1),2)を,2017年には新たな経口抗凝固薬の登場や新たなエビデンスに対応するため,“抗血栓薬服用者に対する消化器内視鏡診療ガイドライン直接(新規)経口抗凝固薬(DOAC)を含めた抗凝固薬に関する追補2017”
3),4)を発表した.これらのガイドラインのコンセプトとして,消化管出血は内視鏡的止血術でコントロールできることが多いが,血栓塞栓症を発症するとその予後は一般的に不良であるため,休薬に伴う血栓塞栓症のリスクに重点を置いて作成された.

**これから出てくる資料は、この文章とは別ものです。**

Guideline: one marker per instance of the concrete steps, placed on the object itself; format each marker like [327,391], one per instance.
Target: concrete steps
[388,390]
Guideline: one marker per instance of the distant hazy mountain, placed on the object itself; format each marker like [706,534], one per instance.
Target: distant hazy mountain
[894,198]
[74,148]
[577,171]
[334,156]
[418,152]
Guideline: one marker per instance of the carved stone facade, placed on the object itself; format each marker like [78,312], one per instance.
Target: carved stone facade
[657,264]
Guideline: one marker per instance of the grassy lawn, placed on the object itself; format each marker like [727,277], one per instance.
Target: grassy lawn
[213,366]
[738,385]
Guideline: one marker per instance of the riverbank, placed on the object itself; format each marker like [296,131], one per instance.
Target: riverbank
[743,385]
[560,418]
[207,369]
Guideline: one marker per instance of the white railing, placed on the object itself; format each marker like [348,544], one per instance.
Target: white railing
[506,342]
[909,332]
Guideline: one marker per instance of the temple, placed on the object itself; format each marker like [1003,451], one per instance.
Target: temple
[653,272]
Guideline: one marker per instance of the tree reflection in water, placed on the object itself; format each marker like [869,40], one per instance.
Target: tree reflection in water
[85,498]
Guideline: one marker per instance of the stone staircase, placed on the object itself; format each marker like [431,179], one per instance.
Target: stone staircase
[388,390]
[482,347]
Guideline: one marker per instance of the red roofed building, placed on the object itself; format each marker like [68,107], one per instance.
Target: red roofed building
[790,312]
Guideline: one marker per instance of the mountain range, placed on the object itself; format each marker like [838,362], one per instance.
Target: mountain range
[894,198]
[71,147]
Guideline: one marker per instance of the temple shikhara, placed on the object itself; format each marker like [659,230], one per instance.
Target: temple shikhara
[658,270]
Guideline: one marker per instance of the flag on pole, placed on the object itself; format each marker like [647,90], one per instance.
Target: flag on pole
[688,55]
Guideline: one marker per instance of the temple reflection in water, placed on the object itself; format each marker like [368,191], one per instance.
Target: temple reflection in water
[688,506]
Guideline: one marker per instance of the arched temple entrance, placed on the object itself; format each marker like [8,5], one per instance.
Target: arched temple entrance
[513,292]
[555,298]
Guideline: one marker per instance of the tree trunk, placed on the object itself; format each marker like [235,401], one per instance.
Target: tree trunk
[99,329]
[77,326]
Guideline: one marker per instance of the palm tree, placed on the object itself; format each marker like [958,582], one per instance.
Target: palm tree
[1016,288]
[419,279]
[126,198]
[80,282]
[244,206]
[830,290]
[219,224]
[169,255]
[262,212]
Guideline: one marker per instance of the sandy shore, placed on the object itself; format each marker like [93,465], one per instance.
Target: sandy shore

ここでは,世界の内視鏡関連学会で作成されたガイドラインと比較して,JGESガイドラインの特徴づけを行い,その現状と解決すべき課題について述べる.
Ⅱ ガイドライン作成までの経緯
わが国では1999年に発刊された消化器内視鏡ガイドラインに,抗血栓薬服用者に対する消化器内視鏡に関する指針が記載されたが,薬剤の効果が完全に消失するまでの期間を休薬するという内容であった
5).例えばアスピリンやP2Y12拮抗薬は7-10日間の休薬であった.しかし,アスピリン休薬によって心血管イベントは約2倍,脳梗塞が約3倍となることや,薬剤放出性ステント挿入後の抗血小板薬休薬は血栓症リスクが約90倍になること,ワルファリン休薬の100回に1回の割合で血栓塞栓症が発症することなど,休薬による血栓塞栓症リスクの懸念が認識されるようになった
6)~9).また,消化管出血は内視鏡止血でコントロールできる一方で,血栓塞栓症は重篤なケースで発症することもあり一般的に予後が悪い.従って,可能な限り休薬期間を短縮する必要が生じて,2005年に「内視鏡治療時の抗凝固薬,抗血小板薬使用に関する指針」が作成され,アスピリンは3日間休薬,チクロピジンは5日間休薬,両者併用では7日間休薬,ワルファリンは3-4日間休薬で必要に応じてヘパリン置換が推奨された
10).しかし,米国や欧州の内視鏡学会のガイドラインでは,生検時には抗血栓薬の休薬は不要であるなど,欧米の休薬基準との乖離が問題となっていた
11),12).そこで,血栓症のリスクが高いケースにおいて,休薬に伴う血栓塞栓症リスクの回避をコンセプトにしてガイドラインの作成が行われた.ガイドライン作成には日本消化器内視鏡学会が中心的な役割を担ったが,日本神経学会,日本脳卒中学会,日本血栓止血学会,日本糖尿病学会,日本循環器学会の協力を得た.また,追補版においても血栓止血と循環器の専門家が作成に参加した.
Ⅲ 日本消化器内視鏡学会のガイドライン
1)カテゴリー分類
抗血栓薬を抗血小板薬(アスピリン,P2Y12拮抗薬など)と抗凝固薬(ワルファリン,DOACなど)を合わせた総称とし,抗血小板薬はアスピリンとアスピリン以外の抗血小板薬に大別し,後者はさらにP2Y12拮抗薬(チクロピジン,クロピドグレル,プラスグレルなど)とP2Y12拮抗薬以外の抗血小板薬(シロスタゾールなど)に分けた.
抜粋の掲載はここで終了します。